Defendant on appeal does not challenge the lower court's denial of its first motion for accelerated judgment. The trial court, in denying defendant's first motion for accelerated judgment, found that there was a material dispute of fact as to whether plaintiffs were aware of or should have been aware of their claim six months prior to the filing of their suit. Hence, we note that the circuit court properly denied defendant's first motion for accelerated judgment. Therefore, defendant's application for leave to appeal to this Court would have been denied on the grounds that defendant had failed to persuade the court of the need for immediate appellate review. Defendant argues that it used the discovery process to obtain the necessary facts to file a subsequent motion for accelerated judgment. However, the circuit court took the position that, although defendant had established the necessary facts to support granting the motion, it was constrained to deny the motion. Defendant argues that it defies common sense and reason to require it to undergo the expense of continuing in the case until trial where it will be dismissed out of the case due to the expiration of the period of limitations. We agree.
GCR 1963, 116.2 provides in part:
"Consolidation. The defense of lack of jurisdiction over the person or property is waived unless made in the responsive pleading or motion first filed. A party may combine in a single motion as many defenses or objections as he has based upon any of the grounds enumerated in sub-rule 116.1, and no more than 1 motion shall be permitted each party."
Thus, on the face of the rule, a party may bring only one motion for accelerated judgment. See In re Humphrey Estate, 141 Mich. App. 412; 367 N.W.2d 873 (1985). We note that under MCR 2.116(E)(3), a party can now bring more than one motion for summary disposition based upon the statute of limitations, subject only to a bad faith limitation and penalty. We also note that under MCR 1.102, the new court rules would apply to all further proceedings at the circuit court level unless the circuit court finds that the application of the new court rules would not be feasible or would work injustice.

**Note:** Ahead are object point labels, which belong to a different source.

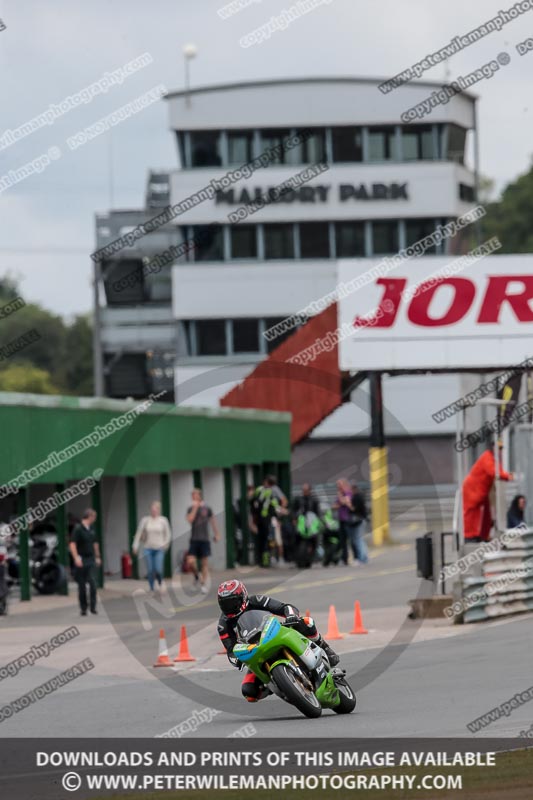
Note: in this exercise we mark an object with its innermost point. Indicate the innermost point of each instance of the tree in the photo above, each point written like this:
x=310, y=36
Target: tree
x=510, y=218
x=8, y=288
x=26, y=378
x=58, y=362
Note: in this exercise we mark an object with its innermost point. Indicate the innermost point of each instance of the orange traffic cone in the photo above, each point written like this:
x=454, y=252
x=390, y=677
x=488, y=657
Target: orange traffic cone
x=333, y=629
x=163, y=660
x=358, y=626
x=184, y=654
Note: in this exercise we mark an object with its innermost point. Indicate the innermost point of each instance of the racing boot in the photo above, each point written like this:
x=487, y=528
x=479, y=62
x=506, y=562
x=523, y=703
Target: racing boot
x=333, y=657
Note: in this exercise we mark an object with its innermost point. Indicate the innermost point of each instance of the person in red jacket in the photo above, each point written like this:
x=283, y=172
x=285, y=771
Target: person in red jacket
x=477, y=518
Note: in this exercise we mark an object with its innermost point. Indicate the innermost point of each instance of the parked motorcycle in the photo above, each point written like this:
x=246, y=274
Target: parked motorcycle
x=47, y=574
x=308, y=527
x=291, y=666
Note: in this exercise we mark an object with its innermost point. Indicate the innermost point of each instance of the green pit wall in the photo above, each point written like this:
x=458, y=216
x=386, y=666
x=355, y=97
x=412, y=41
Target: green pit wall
x=162, y=439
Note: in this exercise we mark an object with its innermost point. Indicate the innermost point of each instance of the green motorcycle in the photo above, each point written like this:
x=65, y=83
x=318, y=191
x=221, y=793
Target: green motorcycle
x=291, y=666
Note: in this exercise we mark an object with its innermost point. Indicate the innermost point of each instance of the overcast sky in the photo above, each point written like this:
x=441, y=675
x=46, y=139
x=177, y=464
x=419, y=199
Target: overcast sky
x=52, y=49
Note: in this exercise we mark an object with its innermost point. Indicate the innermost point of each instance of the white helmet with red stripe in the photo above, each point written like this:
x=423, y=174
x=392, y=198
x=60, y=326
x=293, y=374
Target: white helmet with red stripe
x=232, y=598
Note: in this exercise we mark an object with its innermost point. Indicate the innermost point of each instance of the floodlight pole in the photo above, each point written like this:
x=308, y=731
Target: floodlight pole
x=379, y=471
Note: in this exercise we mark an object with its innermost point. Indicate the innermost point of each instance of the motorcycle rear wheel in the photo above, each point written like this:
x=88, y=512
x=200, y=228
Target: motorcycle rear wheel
x=296, y=693
x=347, y=697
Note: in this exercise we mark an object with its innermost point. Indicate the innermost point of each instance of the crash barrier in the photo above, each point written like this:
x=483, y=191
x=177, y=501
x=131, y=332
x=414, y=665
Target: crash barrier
x=505, y=585
x=184, y=654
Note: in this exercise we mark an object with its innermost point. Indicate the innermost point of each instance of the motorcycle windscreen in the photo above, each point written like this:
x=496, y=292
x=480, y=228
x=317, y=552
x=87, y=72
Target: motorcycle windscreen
x=250, y=626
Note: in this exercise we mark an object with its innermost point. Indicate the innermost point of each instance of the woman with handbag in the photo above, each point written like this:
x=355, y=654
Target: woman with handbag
x=351, y=521
x=358, y=517
x=154, y=534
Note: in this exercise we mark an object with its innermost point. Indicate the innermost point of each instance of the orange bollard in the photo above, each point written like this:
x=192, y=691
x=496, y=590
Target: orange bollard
x=184, y=654
x=333, y=628
x=162, y=659
x=358, y=626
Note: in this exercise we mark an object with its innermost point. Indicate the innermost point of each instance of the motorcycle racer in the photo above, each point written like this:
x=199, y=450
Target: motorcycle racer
x=233, y=600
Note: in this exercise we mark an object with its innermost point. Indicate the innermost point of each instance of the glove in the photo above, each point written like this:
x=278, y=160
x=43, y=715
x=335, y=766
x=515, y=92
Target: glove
x=292, y=619
x=234, y=661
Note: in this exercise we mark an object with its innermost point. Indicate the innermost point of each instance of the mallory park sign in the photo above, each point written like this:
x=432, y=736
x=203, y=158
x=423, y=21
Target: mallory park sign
x=315, y=194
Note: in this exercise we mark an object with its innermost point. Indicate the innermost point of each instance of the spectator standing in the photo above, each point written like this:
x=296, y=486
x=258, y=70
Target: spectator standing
x=477, y=517
x=306, y=501
x=239, y=519
x=358, y=520
x=351, y=521
x=267, y=501
x=200, y=516
x=85, y=552
x=343, y=505
x=155, y=536
x=515, y=514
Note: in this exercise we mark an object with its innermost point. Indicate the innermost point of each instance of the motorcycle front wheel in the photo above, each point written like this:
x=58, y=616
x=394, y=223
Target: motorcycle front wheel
x=295, y=691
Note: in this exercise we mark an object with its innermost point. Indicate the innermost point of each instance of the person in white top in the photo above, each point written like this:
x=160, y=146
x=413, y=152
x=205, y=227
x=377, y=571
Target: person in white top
x=155, y=535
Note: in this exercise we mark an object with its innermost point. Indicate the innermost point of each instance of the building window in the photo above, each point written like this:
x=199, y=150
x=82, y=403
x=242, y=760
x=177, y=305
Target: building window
x=269, y=323
x=205, y=149
x=181, y=148
x=350, y=239
x=314, y=240
x=209, y=244
x=456, y=144
x=279, y=241
x=467, y=193
x=417, y=229
x=313, y=149
x=243, y=241
x=245, y=336
x=275, y=138
x=211, y=337
x=417, y=143
x=347, y=144
x=384, y=238
x=382, y=144
x=239, y=147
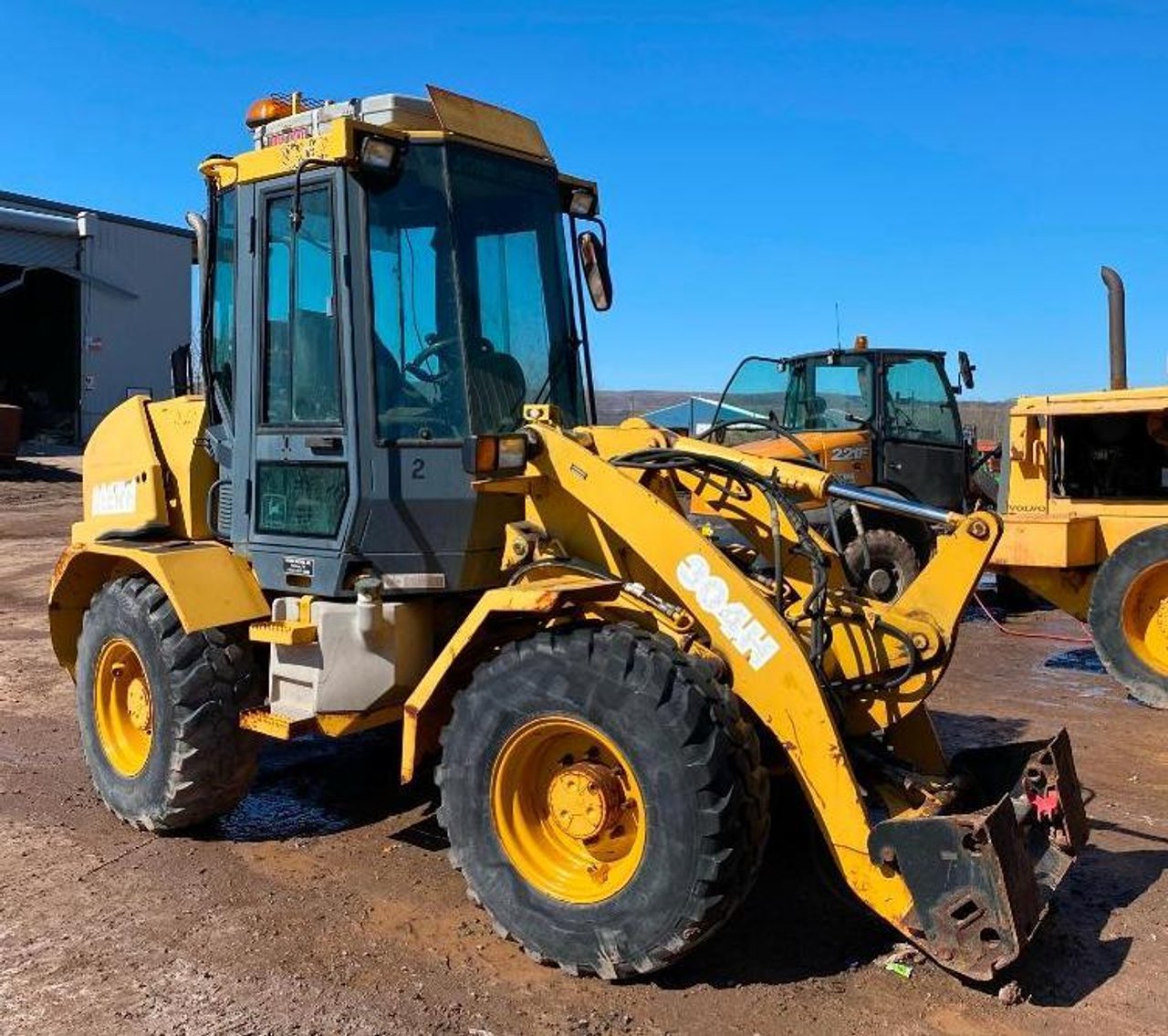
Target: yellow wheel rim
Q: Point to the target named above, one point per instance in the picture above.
(1145, 617)
(123, 708)
(568, 810)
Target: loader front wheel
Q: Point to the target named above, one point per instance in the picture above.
(158, 709)
(1129, 615)
(603, 797)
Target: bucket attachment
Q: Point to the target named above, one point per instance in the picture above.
(981, 880)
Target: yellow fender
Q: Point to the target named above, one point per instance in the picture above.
(207, 584)
(428, 706)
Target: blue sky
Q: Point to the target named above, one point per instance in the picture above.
(951, 174)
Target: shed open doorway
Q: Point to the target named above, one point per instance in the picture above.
(40, 355)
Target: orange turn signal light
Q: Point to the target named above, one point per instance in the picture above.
(495, 455)
(266, 110)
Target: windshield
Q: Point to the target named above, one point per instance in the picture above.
(812, 393)
(470, 296)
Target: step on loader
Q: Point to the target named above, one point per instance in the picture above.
(389, 505)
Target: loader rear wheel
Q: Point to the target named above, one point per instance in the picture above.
(892, 563)
(1129, 615)
(603, 797)
(159, 709)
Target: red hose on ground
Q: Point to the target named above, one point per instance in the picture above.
(1060, 638)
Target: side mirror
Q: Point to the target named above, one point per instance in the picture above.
(595, 260)
(966, 368)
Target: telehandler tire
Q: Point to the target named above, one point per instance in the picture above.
(892, 563)
(159, 709)
(603, 797)
(1129, 615)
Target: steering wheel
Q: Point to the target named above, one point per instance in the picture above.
(437, 350)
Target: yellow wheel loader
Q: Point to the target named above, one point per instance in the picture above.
(389, 507)
(1085, 505)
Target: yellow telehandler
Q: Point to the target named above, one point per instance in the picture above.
(388, 507)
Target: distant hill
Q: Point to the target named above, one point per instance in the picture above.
(613, 405)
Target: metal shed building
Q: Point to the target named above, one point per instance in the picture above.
(695, 414)
(91, 305)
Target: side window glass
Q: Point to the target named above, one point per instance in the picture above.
(222, 345)
(418, 380)
(301, 358)
(917, 403)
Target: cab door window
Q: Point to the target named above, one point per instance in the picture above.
(222, 345)
(418, 380)
(301, 358)
(918, 404)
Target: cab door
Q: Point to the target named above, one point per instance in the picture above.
(923, 450)
(303, 458)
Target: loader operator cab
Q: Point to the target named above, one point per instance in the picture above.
(386, 279)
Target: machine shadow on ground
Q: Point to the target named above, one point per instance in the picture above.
(319, 786)
(1070, 958)
(800, 922)
(32, 471)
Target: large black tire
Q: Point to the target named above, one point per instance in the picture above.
(892, 563)
(200, 763)
(1121, 608)
(694, 756)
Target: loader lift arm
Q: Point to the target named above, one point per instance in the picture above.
(858, 738)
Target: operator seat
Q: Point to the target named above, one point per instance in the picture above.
(817, 409)
(496, 387)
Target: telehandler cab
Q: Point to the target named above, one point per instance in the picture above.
(389, 507)
(877, 417)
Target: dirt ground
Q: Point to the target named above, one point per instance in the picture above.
(325, 903)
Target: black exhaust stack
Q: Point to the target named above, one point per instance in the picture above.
(1117, 329)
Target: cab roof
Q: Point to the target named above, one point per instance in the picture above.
(301, 129)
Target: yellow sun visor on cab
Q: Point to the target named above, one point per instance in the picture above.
(478, 120)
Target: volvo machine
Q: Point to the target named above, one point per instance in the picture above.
(1085, 508)
(388, 506)
(885, 418)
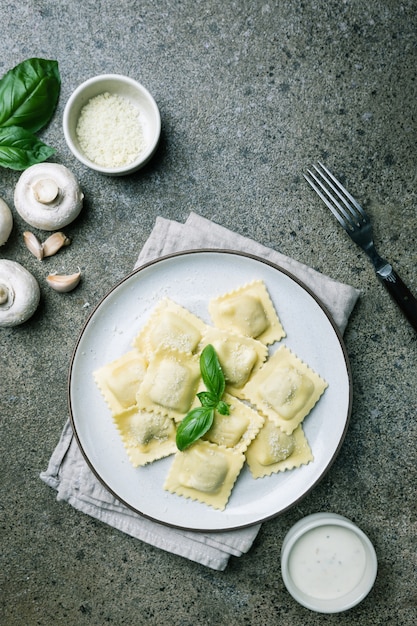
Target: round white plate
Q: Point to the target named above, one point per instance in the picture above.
(192, 278)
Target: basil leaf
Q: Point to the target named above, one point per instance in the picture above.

The court rules must be construed to secure a just, speedy and inexpensive determination so as to avoid the consequences of any error or defect in the proceedings which does not substantially affect the parties' rights. GCR 1963, 13 (now MCR 1.105). In re Humphrey Estate, supra. Hence, in light of the fact that the defendant in the instant case would have been dismissed out of the case at trial, plaintiffs herein would have suffered no prejudice if the trial court had granted defendant's second motion for accelerated judgment. "To disallow the motion would not secure `a just' determination, nor would allowing it affect the substantial rights of the parties." Humphrey, supra, p 433.
The In re Estate of Humphrey Court explained that:
"[T]he purpose of the one-motion rule is to `prevent the dilatory practice of postponing an answer on the merits by raising special defenses by motions seriatim'. 1 Honigman Hawkins, Michigan Court Rules Annotated (2d ed), 1984 Supp, p 114. The rule is also directed at precluding the moving party `from asserting such omitted defenses by motion', i.e., it precludes raising new defenses omitted in the first motion for accelerated judgment. 1 Honigman Hawkins, Michigan Court Rules Annotated (2d ed), p 324. Here, an omitted defense is not being asserted. The same defense was raised each time. And there is no question of delaying tactics." (Emphasis in original.) 141 Mich. App. 433.
Considering the purpose behind GCR 1963, 13, it is our opinion that where a literal reading of GCR 1963, 116 produces counterproductive results, a trial court should balance the burden of requiring a party in a case to await trial against the value of preserving the purity of GCR 1963, 116. Where, as here, an omitted defense is not being asserted and there is no question of delaying tactics, we believe that the trial court could have granted defendant's second motion.
Reversed and remanded for entry of judgment in favor of the defendant.